= Frances Raymond (died 1901) =

American actress (1868/1869 - 1901)

Frances Raymond ( — June 23, 1901) was an American actress and author. She was also known as Minnie Raymond and Martha Schaffer.

== Early years ==
Raymond was the daughter of Frederick Lapzieu (or Friedrich Lapzien) of Brooklyn. She and her two sisters attended Brooklyn schools.

==Career==

Raymond's acting career ended in 1894. She acted with the Frohman road companies and had been performing in The Girl I Left Behind Me in Memphis when she and the management parted ways. Management of Charles Frohman's company said that she had been incompetent, while she said that she angered a company official by resisting his advances. Turning from acting to writing, Raymond spent almost three years working on a novel, Maylou, which the G. W. Dillingham Company published in 1897. Critics attacked the book's plot and style, compounding its lack of success while creating "a sort of ephemeral notoriety" for it.
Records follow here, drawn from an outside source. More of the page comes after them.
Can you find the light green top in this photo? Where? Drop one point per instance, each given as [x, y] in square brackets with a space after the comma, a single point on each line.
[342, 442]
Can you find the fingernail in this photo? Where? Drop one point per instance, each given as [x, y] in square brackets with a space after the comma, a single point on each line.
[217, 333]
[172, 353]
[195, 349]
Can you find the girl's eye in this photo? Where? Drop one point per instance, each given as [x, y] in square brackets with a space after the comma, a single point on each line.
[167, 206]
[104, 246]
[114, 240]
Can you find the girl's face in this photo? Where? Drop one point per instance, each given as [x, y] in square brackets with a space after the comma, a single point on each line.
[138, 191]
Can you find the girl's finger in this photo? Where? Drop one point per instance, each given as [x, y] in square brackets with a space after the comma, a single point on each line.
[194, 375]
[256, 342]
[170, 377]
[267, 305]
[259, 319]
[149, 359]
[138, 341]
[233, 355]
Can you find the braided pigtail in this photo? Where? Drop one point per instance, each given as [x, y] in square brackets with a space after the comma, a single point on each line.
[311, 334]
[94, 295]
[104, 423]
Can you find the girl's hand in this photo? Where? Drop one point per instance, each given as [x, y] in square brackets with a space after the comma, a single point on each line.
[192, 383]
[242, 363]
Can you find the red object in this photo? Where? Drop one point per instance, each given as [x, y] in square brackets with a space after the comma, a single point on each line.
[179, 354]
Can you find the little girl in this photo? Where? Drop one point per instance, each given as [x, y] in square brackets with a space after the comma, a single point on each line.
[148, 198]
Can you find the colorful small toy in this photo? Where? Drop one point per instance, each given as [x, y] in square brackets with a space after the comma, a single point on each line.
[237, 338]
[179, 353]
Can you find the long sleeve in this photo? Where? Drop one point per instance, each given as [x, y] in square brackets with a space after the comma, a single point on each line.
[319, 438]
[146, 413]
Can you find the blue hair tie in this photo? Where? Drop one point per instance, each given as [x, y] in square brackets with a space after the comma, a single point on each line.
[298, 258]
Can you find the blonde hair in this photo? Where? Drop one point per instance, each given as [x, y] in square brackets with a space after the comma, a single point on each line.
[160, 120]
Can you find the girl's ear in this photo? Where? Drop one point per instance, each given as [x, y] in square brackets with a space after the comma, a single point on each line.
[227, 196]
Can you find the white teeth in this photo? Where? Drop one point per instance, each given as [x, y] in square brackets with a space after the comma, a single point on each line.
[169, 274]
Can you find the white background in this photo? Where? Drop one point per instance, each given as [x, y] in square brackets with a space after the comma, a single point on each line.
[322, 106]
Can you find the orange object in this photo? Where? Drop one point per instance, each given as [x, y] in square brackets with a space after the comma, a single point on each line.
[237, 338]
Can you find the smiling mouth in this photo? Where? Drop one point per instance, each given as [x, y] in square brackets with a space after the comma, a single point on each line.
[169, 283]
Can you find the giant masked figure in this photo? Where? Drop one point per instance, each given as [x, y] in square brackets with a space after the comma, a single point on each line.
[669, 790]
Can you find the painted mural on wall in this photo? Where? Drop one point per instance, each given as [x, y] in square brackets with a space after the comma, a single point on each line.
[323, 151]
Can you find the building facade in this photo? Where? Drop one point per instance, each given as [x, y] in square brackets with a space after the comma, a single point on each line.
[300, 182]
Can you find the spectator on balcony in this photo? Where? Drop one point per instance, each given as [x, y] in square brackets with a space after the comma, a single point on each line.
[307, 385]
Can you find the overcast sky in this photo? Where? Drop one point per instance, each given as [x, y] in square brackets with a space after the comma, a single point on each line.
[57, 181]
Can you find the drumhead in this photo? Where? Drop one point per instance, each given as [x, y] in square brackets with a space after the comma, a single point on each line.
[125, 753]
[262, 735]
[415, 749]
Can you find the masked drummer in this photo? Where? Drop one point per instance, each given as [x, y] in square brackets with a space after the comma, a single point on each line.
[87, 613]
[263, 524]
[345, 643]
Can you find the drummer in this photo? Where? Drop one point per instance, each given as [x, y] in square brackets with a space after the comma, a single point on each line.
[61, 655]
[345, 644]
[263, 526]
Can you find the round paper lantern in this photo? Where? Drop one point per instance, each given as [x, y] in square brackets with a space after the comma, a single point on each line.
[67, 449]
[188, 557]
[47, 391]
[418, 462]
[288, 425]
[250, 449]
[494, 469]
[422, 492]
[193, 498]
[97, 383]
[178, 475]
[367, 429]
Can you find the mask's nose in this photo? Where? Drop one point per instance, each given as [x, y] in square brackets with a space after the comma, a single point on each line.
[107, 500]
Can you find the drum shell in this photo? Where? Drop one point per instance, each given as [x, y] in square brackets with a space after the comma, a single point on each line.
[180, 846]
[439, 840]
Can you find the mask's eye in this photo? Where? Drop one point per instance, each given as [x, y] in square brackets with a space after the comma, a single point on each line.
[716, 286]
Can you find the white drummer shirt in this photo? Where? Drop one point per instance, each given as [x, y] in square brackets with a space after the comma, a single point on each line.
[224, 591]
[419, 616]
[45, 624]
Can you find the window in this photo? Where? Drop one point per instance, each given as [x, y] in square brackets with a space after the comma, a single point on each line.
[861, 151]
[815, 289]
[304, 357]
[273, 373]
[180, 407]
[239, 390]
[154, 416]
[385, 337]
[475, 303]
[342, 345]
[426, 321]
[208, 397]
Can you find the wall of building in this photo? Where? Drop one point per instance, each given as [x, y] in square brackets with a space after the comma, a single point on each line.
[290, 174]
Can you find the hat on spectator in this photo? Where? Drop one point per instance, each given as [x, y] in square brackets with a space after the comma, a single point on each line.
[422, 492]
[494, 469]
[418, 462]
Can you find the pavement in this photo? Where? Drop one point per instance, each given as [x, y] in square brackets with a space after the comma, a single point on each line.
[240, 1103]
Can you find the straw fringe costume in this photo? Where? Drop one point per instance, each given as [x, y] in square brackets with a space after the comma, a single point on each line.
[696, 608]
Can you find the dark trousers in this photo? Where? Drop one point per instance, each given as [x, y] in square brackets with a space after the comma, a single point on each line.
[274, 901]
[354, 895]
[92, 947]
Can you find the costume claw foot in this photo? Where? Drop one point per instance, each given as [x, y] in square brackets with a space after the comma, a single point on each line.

That lack of success led to her becoming "melancholy and morose".

== Personal life ==
Around 1891 Raymond married a Chicago lawyer whose last name was Schaffer. They were divorced within about 18 months. In 1892, Raymond married businessman Franklin Raymond Wallace, who was said to be a millionaire involved in mining ventures in the western United States. Some time later "she discovered that Wallace was a married man with a daughter nearly as old as herself." He settled a lawsuit that she had filed by promising to pay her $100 per month. By 1896, she said that he had stopped those payments. Therefore, she sued him for $50,000. Later, Raymond felt deserted by a young doctor whom she had "loved deeply" after he had paid "marked attention" to her for two years before telling her that he intended to marry someone else.

==Death==
On June 23, 1901, Raymond died of asphyxiation in her New York apartment, aged 32. She committed suicide by inhaling gas in her New York City apartment after she had closed off the keyhole and the space under the door and removed three of the chandelier's four gas burners.